“Bismillah”la başlayıp, “geldiğimiz yerden devam” edeceğiz.
Başkent yazılarımızda, dâvânın vefâkâr mânevî mirâsı ile hürmetkâr istikbâlin inkişâf ve ihtişamına köprü olacağız; geçmişten geleceğe hâfızaları tâzeleyeceğiz.
“Hakkı ve sabrı tavsiye” eden istikâmetli hizmet emânetinde emin olmaya çalışacağız.
Esasen, fâni olan bu kubbede hoş bir sadâ, kalıcı bir iz bırakmak adına tarihe not düşeceğiz. İnanç değerlerimizin mânevî dinamiklerine “hizmete ve hizmette devam” diyeceğiz.
Mutlak hakikatten muktebes şanlı mâzinin şeref levhalarını, muhteşem mânânın kudsiyetini karınca kararınca bugüne aktaracağız; göz kamaştırıcı istikbâli istikbâl edeceğiz. İnancımızdan, mukaddeslerimizden, tarihimizden yoğrulan edebli geleneği geleceğe taşıyacağız…

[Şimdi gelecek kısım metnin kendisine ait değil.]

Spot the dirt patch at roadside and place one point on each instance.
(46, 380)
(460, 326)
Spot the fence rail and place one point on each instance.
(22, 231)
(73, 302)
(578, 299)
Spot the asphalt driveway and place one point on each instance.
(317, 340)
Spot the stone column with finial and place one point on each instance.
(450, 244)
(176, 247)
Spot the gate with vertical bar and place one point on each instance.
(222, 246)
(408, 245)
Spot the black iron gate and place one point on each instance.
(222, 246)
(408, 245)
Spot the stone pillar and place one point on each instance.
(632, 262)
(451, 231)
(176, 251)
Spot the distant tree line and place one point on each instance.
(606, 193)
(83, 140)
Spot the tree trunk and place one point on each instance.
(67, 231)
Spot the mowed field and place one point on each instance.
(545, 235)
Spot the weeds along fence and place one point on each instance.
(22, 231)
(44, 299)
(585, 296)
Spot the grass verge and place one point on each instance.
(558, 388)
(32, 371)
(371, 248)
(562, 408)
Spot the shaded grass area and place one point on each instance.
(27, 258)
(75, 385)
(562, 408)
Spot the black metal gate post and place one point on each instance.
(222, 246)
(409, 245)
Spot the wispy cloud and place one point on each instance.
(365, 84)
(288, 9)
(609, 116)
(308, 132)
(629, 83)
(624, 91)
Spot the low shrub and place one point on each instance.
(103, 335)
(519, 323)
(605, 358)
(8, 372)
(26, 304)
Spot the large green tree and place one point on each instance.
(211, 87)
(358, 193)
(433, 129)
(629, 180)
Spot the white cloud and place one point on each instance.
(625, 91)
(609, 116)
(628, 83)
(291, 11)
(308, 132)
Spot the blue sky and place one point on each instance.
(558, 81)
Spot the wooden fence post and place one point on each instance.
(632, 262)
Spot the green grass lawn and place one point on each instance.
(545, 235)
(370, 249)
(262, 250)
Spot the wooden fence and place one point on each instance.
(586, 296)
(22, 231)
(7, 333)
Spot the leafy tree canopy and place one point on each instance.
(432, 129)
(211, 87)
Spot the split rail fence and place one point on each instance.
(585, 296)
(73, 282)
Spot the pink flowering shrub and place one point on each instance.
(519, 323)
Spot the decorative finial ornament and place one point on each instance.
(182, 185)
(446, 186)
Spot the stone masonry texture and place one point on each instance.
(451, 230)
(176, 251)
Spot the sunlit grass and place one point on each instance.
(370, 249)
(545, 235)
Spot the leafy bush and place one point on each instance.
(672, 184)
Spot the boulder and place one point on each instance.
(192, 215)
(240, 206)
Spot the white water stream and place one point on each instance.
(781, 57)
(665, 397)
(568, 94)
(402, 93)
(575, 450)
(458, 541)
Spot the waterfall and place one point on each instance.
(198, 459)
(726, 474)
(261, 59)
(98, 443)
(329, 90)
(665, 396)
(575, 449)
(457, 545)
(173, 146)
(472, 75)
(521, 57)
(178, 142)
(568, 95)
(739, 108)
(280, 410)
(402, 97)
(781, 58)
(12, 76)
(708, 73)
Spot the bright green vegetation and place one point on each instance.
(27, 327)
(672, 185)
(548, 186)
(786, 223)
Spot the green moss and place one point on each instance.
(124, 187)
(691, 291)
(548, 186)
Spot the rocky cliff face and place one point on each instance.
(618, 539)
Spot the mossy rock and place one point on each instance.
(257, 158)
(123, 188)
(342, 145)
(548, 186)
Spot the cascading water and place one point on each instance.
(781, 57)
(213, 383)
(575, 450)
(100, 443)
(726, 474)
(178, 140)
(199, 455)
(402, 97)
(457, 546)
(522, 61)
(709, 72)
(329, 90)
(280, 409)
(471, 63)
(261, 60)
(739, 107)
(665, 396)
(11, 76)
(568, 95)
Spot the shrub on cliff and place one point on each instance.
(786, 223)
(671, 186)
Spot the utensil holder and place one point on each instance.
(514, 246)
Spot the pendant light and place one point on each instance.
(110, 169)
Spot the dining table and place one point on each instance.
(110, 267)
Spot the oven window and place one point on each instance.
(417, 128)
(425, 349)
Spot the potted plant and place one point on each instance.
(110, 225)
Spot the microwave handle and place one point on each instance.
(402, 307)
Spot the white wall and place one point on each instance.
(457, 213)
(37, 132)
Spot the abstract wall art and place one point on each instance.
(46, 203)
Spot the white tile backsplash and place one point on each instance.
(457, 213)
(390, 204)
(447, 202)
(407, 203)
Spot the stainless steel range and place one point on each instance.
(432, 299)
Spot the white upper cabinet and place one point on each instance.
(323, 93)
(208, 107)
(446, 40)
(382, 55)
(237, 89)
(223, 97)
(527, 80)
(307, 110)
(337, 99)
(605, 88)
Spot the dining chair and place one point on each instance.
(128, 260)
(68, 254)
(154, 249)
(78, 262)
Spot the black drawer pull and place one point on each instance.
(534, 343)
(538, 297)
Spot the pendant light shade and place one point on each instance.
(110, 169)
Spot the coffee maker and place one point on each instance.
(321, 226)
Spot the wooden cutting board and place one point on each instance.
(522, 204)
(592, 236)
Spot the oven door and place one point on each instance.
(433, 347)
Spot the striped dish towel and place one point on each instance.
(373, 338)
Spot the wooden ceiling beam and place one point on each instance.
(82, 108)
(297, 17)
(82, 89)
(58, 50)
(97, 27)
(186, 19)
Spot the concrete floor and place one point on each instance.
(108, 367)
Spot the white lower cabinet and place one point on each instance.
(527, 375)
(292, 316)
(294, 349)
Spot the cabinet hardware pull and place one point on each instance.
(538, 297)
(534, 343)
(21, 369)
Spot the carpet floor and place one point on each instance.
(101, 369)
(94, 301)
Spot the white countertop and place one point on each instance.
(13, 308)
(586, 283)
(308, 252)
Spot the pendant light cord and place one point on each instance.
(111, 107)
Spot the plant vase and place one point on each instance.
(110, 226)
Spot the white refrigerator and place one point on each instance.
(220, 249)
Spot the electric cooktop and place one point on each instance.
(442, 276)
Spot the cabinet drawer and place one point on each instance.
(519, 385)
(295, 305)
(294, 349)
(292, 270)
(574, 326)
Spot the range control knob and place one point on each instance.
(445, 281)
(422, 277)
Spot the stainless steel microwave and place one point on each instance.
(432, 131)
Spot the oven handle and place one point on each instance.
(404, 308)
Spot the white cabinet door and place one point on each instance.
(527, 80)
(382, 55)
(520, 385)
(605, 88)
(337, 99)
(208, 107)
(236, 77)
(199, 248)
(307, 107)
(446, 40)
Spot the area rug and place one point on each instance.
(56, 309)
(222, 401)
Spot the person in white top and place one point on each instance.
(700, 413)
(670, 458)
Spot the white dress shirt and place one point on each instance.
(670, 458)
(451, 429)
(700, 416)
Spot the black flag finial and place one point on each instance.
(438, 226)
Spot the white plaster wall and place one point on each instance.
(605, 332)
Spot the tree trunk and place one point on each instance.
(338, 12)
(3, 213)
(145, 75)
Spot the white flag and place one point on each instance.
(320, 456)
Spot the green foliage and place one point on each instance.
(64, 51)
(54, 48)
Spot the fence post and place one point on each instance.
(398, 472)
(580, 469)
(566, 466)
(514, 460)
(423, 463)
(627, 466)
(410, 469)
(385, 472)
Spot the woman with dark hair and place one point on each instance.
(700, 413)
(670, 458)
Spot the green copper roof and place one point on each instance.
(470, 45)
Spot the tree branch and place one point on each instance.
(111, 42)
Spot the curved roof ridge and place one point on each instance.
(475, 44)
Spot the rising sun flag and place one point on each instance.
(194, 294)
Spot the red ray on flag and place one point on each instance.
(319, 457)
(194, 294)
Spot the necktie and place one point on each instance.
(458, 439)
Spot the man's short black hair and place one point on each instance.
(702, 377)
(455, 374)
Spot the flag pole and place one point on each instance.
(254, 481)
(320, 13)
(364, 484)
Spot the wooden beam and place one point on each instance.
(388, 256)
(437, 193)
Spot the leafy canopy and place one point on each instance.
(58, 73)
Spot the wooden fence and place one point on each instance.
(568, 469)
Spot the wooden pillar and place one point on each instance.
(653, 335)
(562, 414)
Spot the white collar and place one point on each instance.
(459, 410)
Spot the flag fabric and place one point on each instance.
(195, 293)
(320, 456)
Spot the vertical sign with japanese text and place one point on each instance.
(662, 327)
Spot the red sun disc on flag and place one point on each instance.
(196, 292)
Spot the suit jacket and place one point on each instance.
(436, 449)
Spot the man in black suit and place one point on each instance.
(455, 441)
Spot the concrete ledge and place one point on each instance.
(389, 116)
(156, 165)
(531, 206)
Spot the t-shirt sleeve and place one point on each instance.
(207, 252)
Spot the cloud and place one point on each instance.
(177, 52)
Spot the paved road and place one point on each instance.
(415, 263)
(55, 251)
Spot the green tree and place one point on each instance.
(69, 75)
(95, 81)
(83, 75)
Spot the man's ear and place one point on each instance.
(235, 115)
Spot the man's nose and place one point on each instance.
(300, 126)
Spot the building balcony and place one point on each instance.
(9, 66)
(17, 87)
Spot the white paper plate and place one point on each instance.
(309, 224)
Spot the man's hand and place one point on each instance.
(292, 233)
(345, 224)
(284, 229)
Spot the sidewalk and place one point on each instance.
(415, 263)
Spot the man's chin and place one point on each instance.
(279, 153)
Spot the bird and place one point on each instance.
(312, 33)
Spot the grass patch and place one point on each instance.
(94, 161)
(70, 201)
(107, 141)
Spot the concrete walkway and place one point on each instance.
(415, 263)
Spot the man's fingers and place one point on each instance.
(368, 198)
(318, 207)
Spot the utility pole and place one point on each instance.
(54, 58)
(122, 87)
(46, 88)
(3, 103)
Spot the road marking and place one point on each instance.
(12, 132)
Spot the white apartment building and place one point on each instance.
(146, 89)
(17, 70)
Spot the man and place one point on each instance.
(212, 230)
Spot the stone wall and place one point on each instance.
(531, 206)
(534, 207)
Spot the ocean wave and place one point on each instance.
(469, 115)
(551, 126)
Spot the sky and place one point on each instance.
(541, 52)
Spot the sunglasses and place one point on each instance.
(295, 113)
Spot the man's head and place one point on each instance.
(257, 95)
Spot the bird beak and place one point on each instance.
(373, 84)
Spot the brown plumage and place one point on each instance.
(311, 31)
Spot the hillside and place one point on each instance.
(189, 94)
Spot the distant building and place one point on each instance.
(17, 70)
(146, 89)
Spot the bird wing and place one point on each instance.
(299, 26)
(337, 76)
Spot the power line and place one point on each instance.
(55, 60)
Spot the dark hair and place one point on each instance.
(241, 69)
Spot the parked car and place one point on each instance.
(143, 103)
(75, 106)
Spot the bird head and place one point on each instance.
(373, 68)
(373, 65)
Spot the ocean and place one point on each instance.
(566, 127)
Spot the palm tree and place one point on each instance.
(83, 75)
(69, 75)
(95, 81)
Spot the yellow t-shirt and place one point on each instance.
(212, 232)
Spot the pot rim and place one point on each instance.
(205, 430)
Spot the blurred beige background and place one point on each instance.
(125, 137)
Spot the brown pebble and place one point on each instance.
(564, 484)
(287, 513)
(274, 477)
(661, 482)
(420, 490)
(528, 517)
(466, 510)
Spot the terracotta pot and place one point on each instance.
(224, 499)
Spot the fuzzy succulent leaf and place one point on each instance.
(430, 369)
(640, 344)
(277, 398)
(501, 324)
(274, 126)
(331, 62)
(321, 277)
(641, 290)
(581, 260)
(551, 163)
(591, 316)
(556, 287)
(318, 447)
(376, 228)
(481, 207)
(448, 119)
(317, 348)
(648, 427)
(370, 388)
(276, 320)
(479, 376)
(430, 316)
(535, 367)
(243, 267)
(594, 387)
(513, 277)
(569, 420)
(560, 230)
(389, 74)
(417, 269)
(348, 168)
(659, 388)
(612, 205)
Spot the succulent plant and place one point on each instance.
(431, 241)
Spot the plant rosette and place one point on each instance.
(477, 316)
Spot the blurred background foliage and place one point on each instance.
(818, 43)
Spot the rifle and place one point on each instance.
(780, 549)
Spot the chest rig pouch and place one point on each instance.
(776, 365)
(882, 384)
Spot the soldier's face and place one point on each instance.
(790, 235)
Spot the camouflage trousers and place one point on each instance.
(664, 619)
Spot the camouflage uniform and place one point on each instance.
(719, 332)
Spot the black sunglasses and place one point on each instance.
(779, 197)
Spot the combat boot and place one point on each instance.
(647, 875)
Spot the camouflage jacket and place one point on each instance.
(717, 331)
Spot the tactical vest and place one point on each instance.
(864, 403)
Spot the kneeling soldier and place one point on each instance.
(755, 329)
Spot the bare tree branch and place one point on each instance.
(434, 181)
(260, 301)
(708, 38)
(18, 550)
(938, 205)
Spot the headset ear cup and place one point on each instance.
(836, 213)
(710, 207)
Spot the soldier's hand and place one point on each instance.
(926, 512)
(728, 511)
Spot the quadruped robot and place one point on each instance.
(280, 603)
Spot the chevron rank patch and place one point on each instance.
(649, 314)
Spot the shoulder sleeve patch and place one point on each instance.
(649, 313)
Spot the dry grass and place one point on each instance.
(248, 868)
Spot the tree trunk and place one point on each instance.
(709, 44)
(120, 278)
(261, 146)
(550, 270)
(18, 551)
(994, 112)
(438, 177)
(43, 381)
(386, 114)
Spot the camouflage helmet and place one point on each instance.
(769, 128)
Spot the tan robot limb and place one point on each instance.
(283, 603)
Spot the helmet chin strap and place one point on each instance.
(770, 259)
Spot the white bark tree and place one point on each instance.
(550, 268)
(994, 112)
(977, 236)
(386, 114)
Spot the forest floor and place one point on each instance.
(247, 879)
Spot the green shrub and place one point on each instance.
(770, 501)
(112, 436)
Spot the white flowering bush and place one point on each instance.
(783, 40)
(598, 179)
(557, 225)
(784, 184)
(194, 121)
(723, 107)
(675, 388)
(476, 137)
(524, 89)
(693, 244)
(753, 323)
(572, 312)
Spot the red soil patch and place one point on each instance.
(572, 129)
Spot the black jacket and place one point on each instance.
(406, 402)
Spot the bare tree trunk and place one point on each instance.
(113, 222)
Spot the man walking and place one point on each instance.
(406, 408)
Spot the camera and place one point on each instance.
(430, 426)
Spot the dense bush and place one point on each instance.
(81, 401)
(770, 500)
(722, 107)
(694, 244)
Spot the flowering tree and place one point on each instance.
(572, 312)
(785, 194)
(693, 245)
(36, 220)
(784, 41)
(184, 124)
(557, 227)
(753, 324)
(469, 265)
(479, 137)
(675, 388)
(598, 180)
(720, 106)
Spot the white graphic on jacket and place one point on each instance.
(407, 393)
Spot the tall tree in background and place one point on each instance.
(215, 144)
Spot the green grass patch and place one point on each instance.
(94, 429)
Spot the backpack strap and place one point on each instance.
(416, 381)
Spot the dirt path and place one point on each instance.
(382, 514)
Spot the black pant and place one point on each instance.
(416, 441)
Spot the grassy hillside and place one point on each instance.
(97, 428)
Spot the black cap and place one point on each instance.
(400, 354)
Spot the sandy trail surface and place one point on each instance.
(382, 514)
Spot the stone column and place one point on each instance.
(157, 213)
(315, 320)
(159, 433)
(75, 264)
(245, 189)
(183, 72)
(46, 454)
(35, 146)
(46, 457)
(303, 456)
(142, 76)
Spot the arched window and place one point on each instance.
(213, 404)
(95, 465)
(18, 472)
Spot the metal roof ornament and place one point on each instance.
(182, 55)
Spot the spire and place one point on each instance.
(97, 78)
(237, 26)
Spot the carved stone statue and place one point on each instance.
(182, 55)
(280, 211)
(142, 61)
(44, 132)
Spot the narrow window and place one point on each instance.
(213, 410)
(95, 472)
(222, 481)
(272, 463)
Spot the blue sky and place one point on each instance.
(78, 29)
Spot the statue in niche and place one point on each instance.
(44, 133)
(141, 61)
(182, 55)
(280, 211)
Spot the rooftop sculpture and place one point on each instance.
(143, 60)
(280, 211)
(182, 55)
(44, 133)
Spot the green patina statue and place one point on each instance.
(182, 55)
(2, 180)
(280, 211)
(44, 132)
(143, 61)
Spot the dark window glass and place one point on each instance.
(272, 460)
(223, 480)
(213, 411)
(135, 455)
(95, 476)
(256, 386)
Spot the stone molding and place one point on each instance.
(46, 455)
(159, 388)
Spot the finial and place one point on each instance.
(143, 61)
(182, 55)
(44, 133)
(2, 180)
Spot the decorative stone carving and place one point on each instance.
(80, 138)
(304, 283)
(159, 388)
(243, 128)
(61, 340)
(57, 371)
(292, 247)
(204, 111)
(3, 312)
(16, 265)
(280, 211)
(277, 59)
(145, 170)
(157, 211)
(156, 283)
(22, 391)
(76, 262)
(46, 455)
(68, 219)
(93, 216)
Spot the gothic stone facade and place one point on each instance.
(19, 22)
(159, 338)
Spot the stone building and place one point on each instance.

Ama hiçbir zaman günübirlik ve harc-ı âlem olmayacağız; ucuz hesapların peşine düşmeyeceğiz. Haktan, hukuktan, adâletten yana olacağız. Hep “hakkın hâtırını üstün tutacak, hakkın hâtırını hiçbir hatıra fedâ etmeyeceğiz.”
* * *
Hakkın ve hakikatin bayraktarı Yeni Asya’da, kalemimiz hep hayrı yazacak…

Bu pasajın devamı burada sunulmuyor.